PHOENIX — If Arizonans approve a hike in the minimum wage, be prepared to pay an extra 30 cents for that $5 burger, fries and soda at your favorite fast-food restaurant.
That’s the conclusion of a study by the Grand Canyon Institute which looked at the effects on Arizona if voters approve Proposition 206. That measure would hike the state minimum wage, currently $8.05 an hour, to $10 an hour in January, eventually hitting $12 an hour in 2020.
Dave Wells, research director for the institute, also figured that the move would mean more money for about 790,000 Arizonans. That includes not only those at the very bottom of the pay scale but also those now making above $12 who likely would find their salaries pushed up.
On the other side of the equation, Wells estimated employers seeking to blunt the effect of higher costs would mean about 13,000 jobs.
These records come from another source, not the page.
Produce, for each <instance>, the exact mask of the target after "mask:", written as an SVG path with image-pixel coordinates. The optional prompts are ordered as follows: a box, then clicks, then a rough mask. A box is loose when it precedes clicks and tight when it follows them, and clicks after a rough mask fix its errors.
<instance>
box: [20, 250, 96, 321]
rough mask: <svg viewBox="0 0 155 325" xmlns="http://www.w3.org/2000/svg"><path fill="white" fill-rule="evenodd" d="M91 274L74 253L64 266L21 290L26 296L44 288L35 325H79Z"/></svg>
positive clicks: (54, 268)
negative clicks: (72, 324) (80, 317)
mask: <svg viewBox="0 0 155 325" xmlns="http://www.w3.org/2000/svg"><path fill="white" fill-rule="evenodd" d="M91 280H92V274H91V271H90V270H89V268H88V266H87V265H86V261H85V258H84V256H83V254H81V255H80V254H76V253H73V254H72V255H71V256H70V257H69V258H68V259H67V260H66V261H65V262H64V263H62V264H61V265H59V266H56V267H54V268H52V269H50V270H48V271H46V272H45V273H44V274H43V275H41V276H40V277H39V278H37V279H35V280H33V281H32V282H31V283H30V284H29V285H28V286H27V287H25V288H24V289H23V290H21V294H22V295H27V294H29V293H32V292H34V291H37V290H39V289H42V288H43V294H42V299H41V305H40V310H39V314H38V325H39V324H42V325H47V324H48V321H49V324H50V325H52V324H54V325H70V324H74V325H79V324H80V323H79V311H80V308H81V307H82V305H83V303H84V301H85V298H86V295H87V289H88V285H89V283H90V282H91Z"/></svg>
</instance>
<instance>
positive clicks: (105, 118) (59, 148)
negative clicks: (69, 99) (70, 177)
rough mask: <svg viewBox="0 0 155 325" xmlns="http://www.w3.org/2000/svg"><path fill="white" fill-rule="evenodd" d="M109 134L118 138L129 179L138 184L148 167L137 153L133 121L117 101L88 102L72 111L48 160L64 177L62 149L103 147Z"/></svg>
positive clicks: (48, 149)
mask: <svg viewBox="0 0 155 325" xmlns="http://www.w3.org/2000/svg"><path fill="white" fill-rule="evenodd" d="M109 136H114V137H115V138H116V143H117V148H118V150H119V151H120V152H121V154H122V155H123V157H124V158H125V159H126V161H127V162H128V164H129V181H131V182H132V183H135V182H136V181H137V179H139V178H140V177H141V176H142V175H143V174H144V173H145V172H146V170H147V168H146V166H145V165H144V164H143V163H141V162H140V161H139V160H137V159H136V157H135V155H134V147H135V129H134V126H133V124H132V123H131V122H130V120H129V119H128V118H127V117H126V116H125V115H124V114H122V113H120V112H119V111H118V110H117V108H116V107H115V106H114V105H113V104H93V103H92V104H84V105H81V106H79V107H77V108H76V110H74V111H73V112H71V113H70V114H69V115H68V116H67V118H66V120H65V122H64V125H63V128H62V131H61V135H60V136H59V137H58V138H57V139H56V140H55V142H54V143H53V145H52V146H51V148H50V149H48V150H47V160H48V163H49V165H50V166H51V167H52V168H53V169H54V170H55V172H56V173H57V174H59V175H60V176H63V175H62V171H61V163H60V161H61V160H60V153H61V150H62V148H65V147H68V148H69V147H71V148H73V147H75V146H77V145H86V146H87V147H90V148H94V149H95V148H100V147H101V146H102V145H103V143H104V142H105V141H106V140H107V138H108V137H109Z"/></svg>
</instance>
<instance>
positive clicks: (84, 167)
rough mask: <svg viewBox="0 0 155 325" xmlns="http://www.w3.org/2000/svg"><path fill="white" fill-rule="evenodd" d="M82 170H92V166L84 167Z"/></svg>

Garrick Taylor, spokesman for the Arizona Chamber of Commerce and Industry, said the study backs at least some of the arguments his organization has been making in its bid to convince voters to reject the initiative.
“There is finally evidence and acknowledgment that this nearly 50 percent wage hike will result in job loss,’’ he said.
But there are two problems with Taylor’s prediction of that “nearly 50 percent wage hike.’’
One is math.
The 2006 voter-approved law that created the state’s first-ever minimum wage requires annual adjustments matched to inflation.
It’s what moved the figure from $6.75 an hour back then to $8.05 now. And it’s also what is going to increase the minimum to $8.15 an hour in 2017 even if Proposition 206 fails.
Assuming inflation of 1.5 percent for the next three years, that minimum would reach $8.50 an hour in 2020. So the real difference if this initiative passes is 41 percent.
And there’s something else. Wells said it fails to take into account that a $12 minimum wage finally brings the buying power of Arizonans back to where it was in 1968. That’s when the federal minimum wage was $1.60 an hour.
In fact, the buying power of Arizonans was on a decade-long decline until that 2006 measure was approved. The buying power has stayed pretty much even since then because of that automatic inflation adjustment.
Wells figures close to 30 percent of the state’s workforce would be affected.
He said that includes not just those currently earning less than $12 an hour but also those who are making slightly more than that.
“These workers should also expect a modest pay increase, as employers try to preserve some level of a premium above the minimum wage to encourage better morale, productivity and lower turnover,’’ he wrote.
Wells also cited figures from the Economic Policy Institute in concluding that the vast majority of those who would benefit — close to 90 percent — are at least 20 years old. And more than half of those who could get a pay hike are in full-time jobs of at least 35 hours a week.
Taylor said even if the 790,000 figure is accurate, that does not overcome the anticipated job losses.
“It’s not a small price to pay for the folks who will lose their job or, going forward, will miss out on the opportunities to grab that first rung on the career ladder,’’ he said. “What we don’t know is those positions that won’t be created as a result of this.’’
Wells, however said that 13,000 figure includes layoffs, jobs not filled when workers leave and new positions that would otherwise be created.